Functions inevitably yield standards for meeting them, some of which are norms. Contributions toward meeting norms are goods for the system, its deliverances, or the cognizers whose psychological systems include the relevant competence—relative to the function in question. The primary representational norm is veridicality or correctness. A relevant entity meets the primary representational norm insofar as it is veridical or yields veridical representations. A secondary representational norm is to be reliably veridical. A tertiary one is to be reliably veridical, given any pertinent limitations upon information and perspective.

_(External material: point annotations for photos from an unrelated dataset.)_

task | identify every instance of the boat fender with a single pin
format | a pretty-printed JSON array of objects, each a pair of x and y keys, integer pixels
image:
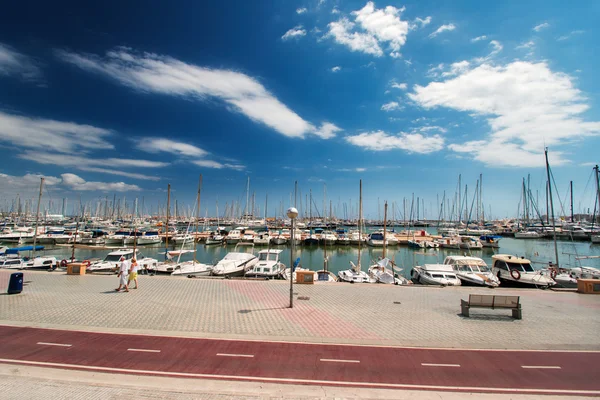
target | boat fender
[{"x": 515, "y": 274}]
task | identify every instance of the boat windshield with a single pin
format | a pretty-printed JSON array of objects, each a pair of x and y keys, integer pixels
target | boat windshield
[
  {"x": 267, "y": 257},
  {"x": 116, "y": 257},
  {"x": 520, "y": 267}
]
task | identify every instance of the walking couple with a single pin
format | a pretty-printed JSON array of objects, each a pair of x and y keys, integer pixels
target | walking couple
[{"x": 127, "y": 273}]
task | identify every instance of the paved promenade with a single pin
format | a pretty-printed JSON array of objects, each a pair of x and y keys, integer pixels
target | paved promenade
[{"x": 334, "y": 313}]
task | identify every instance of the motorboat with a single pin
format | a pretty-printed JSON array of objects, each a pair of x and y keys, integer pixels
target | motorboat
[
  {"x": 470, "y": 243},
  {"x": 149, "y": 238},
  {"x": 380, "y": 273},
  {"x": 40, "y": 262},
  {"x": 567, "y": 277},
  {"x": 449, "y": 243},
  {"x": 268, "y": 266},
  {"x": 490, "y": 241},
  {"x": 235, "y": 235},
  {"x": 328, "y": 238},
  {"x": 117, "y": 238},
  {"x": 435, "y": 274},
  {"x": 529, "y": 234},
  {"x": 235, "y": 263},
  {"x": 354, "y": 275},
  {"x": 517, "y": 271},
  {"x": 280, "y": 238},
  {"x": 472, "y": 271},
  {"x": 110, "y": 263},
  {"x": 53, "y": 236},
  {"x": 192, "y": 268},
  {"x": 262, "y": 239},
  {"x": 214, "y": 239}
]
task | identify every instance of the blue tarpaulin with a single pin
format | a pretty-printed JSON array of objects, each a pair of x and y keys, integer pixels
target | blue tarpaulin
[{"x": 16, "y": 250}]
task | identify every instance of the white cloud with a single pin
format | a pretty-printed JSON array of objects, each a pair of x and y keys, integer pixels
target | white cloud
[
  {"x": 295, "y": 32},
  {"x": 47, "y": 134},
  {"x": 443, "y": 28},
  {"x": 570, "y": 35},
  {"x": 356, "y": 41},
  {"x": 478, "y": 38},
  {"x": 409, "y": 142},
  {"x": 526, "y": 45},
  {"x": 31, "y": 182},
  {"x": 391, "y": 106},
  {"x": 541, "y": 26},
  {"x": 217, "y": 165},
  {"x": 161, "y": 74},
  {"x": 497, "y": 47},
  {"x": 77, "y": 183},
  {"x": 327, "y": 130},
  {"x": 420, "y": 22},
  {"x": 98, "y": 165},
  {"x": 401, "y": 86},
  {"x": 379, "y": 26},
  {"x": 527, "y": 107},
  {"x": 15, "y": 63},
  {"x": 156, "y": 145}
]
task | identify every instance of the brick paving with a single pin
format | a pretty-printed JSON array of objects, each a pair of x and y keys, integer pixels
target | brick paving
[{"x": 334, "y": 313}]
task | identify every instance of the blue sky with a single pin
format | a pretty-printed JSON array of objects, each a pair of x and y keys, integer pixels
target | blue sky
[{"x": 127, "y": 97}]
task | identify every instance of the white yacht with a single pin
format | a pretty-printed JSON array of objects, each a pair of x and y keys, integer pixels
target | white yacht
[
  {"x": 149, "y": 238},
  {"x": 328, "y": 238},
  {"x": 192, "y": 268},
  {"x": 235, "y": 235},
  {"x": 268, "y": 266},
  {"x": 235, "y": 263},
  {"x": 435, "y": 274},
  {"x": 354, "y": 275},
  {"x": 512, "y": 270},
  {"x": 111, "y": 261},
  {"x": 529, "y": 235},
  {"x": 262, "y": 239},
  {"x": 472, "y": 271}
]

Reflection upon the relevant norms—including reflection upon cases—yields the result that the third representational norm mentioned sets belief’s primary epistemic norm, epistemic warrant. Being epistemically warranted is being produced by a natural representational competence which is reliably veridical in the competence’s normal environment (Burge 2003a).

The account toward which I have gestured here explains the constitutive connection between epistemic warrant and truth. It also explains the fact that reliability in every possible circumstance is not necessary to every kind of epistemic justification or entitlement. It is not necessary, in particular, for perceptual entitlement. Burge’s account not only yields the correct verdict in the case of perceptual warrant, concerning New Evil Demon cases, but it explains the correctness of the verdict. I believe that the explanation which I have summarized is one of Burge’s most original and enduring contributions to philosophy.